À l’occasion d’un séminaire de partage et de réflexion autour d’expériences de sélection participative15, le débat se porte sur la dénomination du travail collectif effectué. Est-ce seulement de la « sélection » ? N’est-il pas trop restrictif ? Ne faudrait-il pas parler plus largement de « recherche » ? Ce même séminaire fait émerger les contradictions entre une envie de laisser le protocole toujours ouvert et le besoin de sécuriser le planning de travail des doctorants. On souligne également la difficulté de concilier différentes temporalités : celle de l’établissement de relations de confiance et celle (plus courte) des contrats de recherche. Le tuilage des contrats assure certes une relative pérennité des financements, mais il présente l’inconvénient de multiplier des contrats à durée déterminée, d’où un turn-over important des personnes, peu propice à la continuité des relations personnelles (Brac de la Perrière et al., 2011).
Une discussion, toujours pas close à l’heure actuelle, s’ouvre également autour du terme « participatif ». Pour beaucoup d’agriculteurs, le terme est condescendant. Paradoxalement, il induit une vision de la recherche centrée sur le laboratoire puisqu’il suggère que ce sont les scientifiques qui consentent à faire « participer » les agriculteurs. Le qualificatif « collaboratif » − jugé plus symétrique – est proposé comme alternative. Le terme « décentralisé » apparaît également puisque « les stratégies reposant sur la décentralisation du processus de sélection sont souvent associées à la mise en œuvre d’une sélection participative » (Goldringer et al., 2012, p. 155). I. Goldringer entend les réserves sur le terme « participatif », mais assume la part stratégique du syntagme « sélection participative » : mot-clé répertorié dans les bases de référencement, son emploi dans un article scientifique garantit une meilleure visibilité des recherches auprès de la communauté scientifique rassemblée autour de ce label. L’expression « sélection paysanne et participative » résulte d’un compromis entre volonté des paysans-boulangers de ne pas être réduits au simple rôle de participants et besoin des chercheurs de voir leurs travaux identifiés à un champ académique déjà constitué16. Plusieurs publications à vocation programmatique voient alors le jour. Elles insistent sur les principes éthiques à l’origine du projet : la dimension horizontale des relations entre acteurs du monde agricole et scientifiques ; le caractère décentralisé de la prise de décision ; l’encapacitation des agriculteurs (Dawson et al., 2011 ; Goldringer et al., 2012).
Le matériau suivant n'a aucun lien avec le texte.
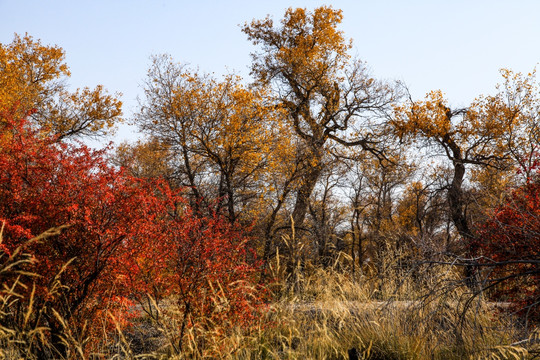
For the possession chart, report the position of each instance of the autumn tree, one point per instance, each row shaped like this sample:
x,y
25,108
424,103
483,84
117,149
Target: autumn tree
x,y
221,133
33,77
507,246
327,96
465,137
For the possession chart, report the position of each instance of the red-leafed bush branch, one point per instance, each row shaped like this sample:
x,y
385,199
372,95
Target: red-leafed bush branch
x,y
510,245
123,237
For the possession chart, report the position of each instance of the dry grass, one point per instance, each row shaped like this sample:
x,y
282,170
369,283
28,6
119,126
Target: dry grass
x,y
324,315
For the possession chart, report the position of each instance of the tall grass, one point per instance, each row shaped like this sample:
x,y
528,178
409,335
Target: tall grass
x,y
327,314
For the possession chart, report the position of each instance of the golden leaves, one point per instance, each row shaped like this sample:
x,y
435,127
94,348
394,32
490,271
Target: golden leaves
x,y
32,78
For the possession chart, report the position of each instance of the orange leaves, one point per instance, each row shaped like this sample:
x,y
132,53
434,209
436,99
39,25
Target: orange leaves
x,y
305,44
33,78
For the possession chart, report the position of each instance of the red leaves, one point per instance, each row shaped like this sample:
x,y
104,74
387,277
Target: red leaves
x,y
127,237
510,241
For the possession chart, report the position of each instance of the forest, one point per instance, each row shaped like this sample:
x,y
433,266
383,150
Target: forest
x,y
313,212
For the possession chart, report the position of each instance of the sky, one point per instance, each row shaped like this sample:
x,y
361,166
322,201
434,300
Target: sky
x,y
457,46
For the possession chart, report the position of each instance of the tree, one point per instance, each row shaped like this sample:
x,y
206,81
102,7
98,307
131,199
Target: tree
x,y
221,133
325,97
466,137
33,79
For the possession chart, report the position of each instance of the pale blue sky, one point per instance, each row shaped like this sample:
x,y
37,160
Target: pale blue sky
x,y
456,46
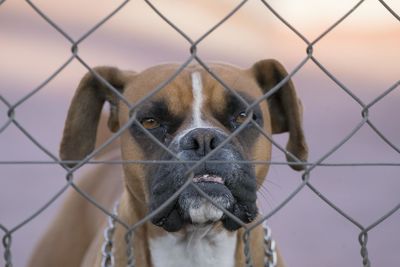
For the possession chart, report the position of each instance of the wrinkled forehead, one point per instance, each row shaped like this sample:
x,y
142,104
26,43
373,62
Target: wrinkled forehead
x,y
180,92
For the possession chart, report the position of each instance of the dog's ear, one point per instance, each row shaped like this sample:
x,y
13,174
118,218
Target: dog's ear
x,y
80,128
285,108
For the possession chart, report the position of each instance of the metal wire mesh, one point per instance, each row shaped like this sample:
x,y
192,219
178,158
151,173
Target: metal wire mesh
x,y
8,232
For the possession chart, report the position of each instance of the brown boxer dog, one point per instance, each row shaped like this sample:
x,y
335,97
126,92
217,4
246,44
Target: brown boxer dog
x,y
191,116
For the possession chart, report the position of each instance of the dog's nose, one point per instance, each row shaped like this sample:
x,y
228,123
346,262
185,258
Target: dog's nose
x,y
201,140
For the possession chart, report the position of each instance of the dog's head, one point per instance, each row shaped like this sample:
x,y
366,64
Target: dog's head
x,y
192,117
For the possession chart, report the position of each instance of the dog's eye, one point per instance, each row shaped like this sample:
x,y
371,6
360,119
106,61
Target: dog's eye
x,y
242,117
150,123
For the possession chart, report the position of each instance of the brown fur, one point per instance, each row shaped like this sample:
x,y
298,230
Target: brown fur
x,y
75,236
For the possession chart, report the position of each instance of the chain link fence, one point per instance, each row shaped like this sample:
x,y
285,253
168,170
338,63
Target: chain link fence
x,y
306,181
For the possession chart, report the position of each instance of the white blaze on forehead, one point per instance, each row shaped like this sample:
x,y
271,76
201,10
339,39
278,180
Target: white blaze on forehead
x,y
197,88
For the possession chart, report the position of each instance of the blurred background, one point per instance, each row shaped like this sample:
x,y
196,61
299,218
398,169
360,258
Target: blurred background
x,y
362,52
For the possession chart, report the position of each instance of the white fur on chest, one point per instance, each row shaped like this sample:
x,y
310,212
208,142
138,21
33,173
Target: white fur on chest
x,y
202,247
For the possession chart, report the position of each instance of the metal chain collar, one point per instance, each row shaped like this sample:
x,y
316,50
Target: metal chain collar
x,y
270,256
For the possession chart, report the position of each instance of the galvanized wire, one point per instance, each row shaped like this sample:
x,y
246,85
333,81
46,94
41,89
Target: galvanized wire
x,y
305,181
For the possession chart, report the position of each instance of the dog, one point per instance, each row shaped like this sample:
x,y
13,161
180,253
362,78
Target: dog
x,y
190,118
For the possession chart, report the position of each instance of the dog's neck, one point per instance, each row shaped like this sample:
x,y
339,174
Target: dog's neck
x,y
196,246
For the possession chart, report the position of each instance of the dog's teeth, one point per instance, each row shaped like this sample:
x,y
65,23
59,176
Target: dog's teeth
x,y
208,178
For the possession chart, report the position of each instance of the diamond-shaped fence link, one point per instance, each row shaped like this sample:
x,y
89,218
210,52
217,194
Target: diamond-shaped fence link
x,y
7,232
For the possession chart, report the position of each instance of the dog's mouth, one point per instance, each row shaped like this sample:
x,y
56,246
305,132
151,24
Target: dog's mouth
x,y
208,178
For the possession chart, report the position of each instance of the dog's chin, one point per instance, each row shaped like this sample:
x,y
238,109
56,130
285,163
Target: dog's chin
x,y
197,210
192,209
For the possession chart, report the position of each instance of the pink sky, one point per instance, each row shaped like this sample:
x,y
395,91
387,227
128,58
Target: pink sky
x,y
363,53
La sélection collaborative et décentralisée à l’épreuve du changement d’échelle
Réduction de l’expérience, asymétries d’information : résistances et questionnements autour de la centralisation des données
Très tôt dans leurs recherches sur les semences paysannes, les généticiens font face au besoin d’organiser les données récoltées. La première thèse réalisée dans l’équipe DEAP sur les dimensions génétiques de la gestion à la ferme des variétés se confronte à la nécessité de gérer une masse importante d’informations relatives à l’histoire et à la circulation des semences dans le réseau d’agriculteurs. L’idée d’un outil dédié à la gestion de cet ensemble complexe de données mûrit alors (Thomas, 2011). Le programme de sélection participative en accroît le besoin. Yannick de Oliveira, bioinformaticien à l’Inra du Moulon, est alors missionné pour programmer en concertation étroite avec l’équipe DEAP la structure d’une base de données ad hoc.
Par souci de transparence, le projet de base de données est présenté par l’équipe DEAP à la « réunion semis » de septembre 201117. Une deuxième présentation se tient à l’assemblée générale du Réseau Semences Paysannes, en décembre 2011. Au cours des discussions qui s’ensuivent, des agriculteurs expriment des réticences à voir des données les concernant stockées sur un serveur de l’Inra. La crainte d’une centralisation de telles données personnelles est redoublée par le fait que les acteurs du Réseau Semences Paysannes agissent dans une relative insécurité juridique18. Pour eux, une telle base de données présente le risque de mettre à plat les échanges de semences entre agriculteurs, avec de surcroît une asymétrie dans l’accès à l’information, favorable aux chercheurs. Le projet de ce dispositif panoptique19 entre en tension avec le souhait de nombreux paysans d’expérimenter en toute discrétion, sans rendre de compte ni chercher la visibilité. Ils désapprouvent également ce mode de représentation parce que selon eux, leur engagement pratique et perceptif avec les plantes au sein d’un collectif humain ne peut se réduire à une cartographie des flux de gènes dans un réseau. À l’inverse, des animateurs d’associations membres du Réseau, souvent sollicités par leurs adhérents pour savoir où trouver telle ou telle variété, expriment qu’un tel outil peut leur être utile pour organiser les informations dans leur collectif. L’intérêt des animateurs lève dès lors les réserves selon lesquelles la base de données risquerait de faire l’objet d’un usage monopolistique et centralisé par les chercheurs.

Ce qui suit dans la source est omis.